DOI: 10.1093/jbcr/irag107 ISSN: 1559-047X

Classification Systems & Clinical Outcomes of Axillary Burn Contracture: A Systematic Review & Meta Analysis

Gina M Frigic, Aaron J Yeh, Mare G Kaulakis, Christopher J Fedor, Sarah M Tepe, Justine S Kim, Jonathan Friedstat, Andrei Odobescu, Justin Gillenwater, Francesco M Egro

Abstract

Axillary burn contracture is a common and debilitating complication of burn injuries, impairing mobility and quality of life. Multiple classification systems and reconstructive techniques exist, but optimal management remains unclear due to limited systematic data comparing outcomes across techniques and classifications.

A systematic review was performed. PubMed, Embase, and Web of Science were searched for full-text studies reporting surgical treatment of axillary contractures. Data extraction and quality assessment were performed independently by two reviewers. Outcomes were synthesized qualitatively, and recurrence rates were meta-analyzed using a random-effects model.

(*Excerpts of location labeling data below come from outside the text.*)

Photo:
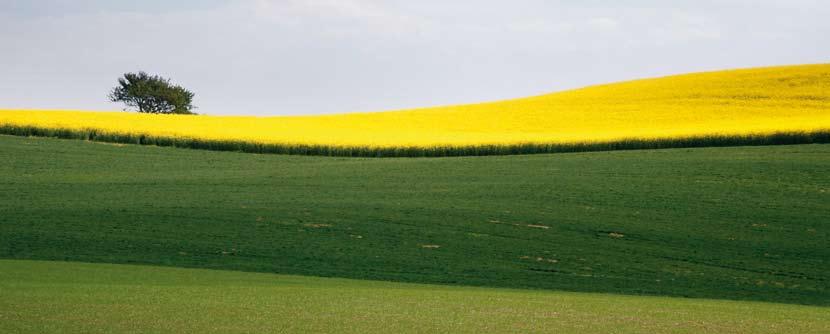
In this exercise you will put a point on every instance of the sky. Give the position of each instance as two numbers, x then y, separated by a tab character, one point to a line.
296	57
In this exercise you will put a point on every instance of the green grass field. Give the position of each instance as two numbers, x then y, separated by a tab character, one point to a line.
40	297
741	223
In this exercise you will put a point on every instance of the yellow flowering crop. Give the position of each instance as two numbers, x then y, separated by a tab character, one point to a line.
726	103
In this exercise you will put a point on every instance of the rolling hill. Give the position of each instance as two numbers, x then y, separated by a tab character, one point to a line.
773	105
58	297
743	223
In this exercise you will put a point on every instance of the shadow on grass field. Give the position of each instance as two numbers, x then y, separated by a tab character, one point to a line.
742	223
55	297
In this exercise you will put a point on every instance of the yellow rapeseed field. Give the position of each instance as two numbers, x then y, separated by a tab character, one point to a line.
736	102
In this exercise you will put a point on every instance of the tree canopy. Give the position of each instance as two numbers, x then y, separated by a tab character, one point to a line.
152	94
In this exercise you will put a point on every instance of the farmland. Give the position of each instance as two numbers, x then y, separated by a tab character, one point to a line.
742	223
761	106
62	297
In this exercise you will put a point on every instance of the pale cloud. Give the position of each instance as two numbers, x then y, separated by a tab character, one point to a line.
313	56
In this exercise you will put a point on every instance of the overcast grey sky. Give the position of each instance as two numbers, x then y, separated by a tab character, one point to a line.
276	57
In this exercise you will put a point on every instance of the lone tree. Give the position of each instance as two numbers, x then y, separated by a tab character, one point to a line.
152	94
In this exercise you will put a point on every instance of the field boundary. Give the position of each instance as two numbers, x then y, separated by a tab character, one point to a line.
713	140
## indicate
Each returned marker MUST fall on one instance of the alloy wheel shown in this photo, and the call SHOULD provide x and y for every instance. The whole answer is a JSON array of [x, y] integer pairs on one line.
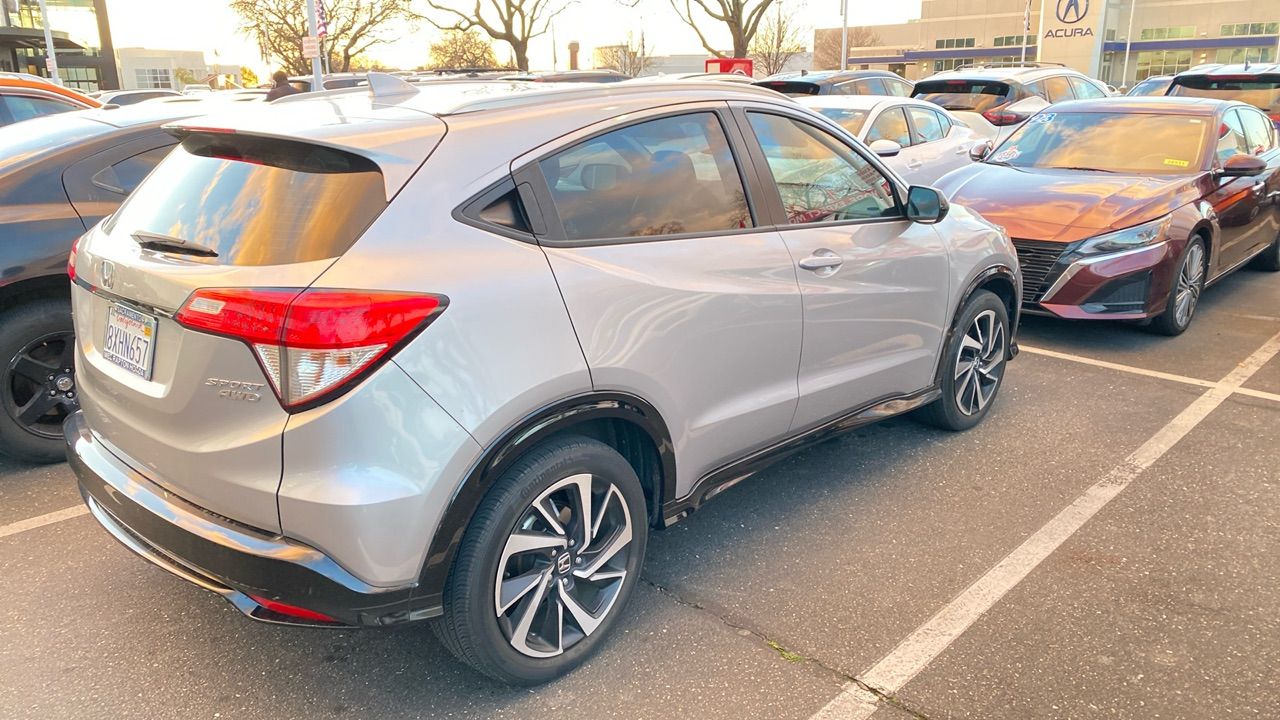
[[979, 363], [40, 384], [563, 565], [1191, 282]]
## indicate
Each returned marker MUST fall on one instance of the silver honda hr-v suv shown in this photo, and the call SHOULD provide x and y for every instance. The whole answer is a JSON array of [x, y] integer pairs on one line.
[[392, 354]]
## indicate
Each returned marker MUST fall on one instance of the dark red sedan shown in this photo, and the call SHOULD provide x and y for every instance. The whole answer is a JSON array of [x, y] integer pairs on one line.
[[1128, 208]]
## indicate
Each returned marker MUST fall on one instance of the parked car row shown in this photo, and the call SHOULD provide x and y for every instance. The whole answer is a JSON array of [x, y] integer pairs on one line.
[[292, 378]]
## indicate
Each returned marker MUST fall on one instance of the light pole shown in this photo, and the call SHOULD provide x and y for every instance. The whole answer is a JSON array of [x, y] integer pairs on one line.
[[844, 35], [50, 57], [314, 33]]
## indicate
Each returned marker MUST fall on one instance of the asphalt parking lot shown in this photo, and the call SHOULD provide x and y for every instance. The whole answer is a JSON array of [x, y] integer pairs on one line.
[[1106, 545]]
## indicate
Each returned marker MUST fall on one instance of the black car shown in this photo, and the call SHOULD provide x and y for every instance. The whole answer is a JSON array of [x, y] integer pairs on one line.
[[1256, 83], [58, 178], [837, 82]]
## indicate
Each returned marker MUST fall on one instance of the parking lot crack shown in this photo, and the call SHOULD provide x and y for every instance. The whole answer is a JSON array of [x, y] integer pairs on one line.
[[785, 652]]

Planned subgroup analyses by contracture type were not feasible due to inconsistent reporting.

Of 1196 articles screened, 62 met inclusion criteria, encompassing 1602 patients. Most studies were observational. Formal classification systems were inconsistently applied; Kurtzman and Stern classification was the most common one (16.1%). Commonly reported surgical techniques included trapeze flap plasties (n = 277), skin grafting (n = 239), skin grafting with local flaps (n = 85), and Z-plasties (n = 85). Meta-analysis of 78 studies (855 reconstructions) demonstrated a pooled recurrence rate of 13.0% (95% CI:10.7;15.8), with no heterogeneity (I2 = 0%). Meta-regression suggested higher recurrence rates with longer follow-up. Functional outcomes improved across studies, with flap-based reconstructions demonstrating greater gains in abduction (≈82°) than skin grafting (≈52°).

In conclusion, flap-based techniques appear to provide lower recurrence and superior postoperative range of motion compared to skin grafting. However, inconsistent classification, predominance of observational studies, and variable outcome reporting limit direct comparisons. Standardized classification, quantitative range of motion metrics, and minimum follow up durations are needed to guide evidence-based surgical selection.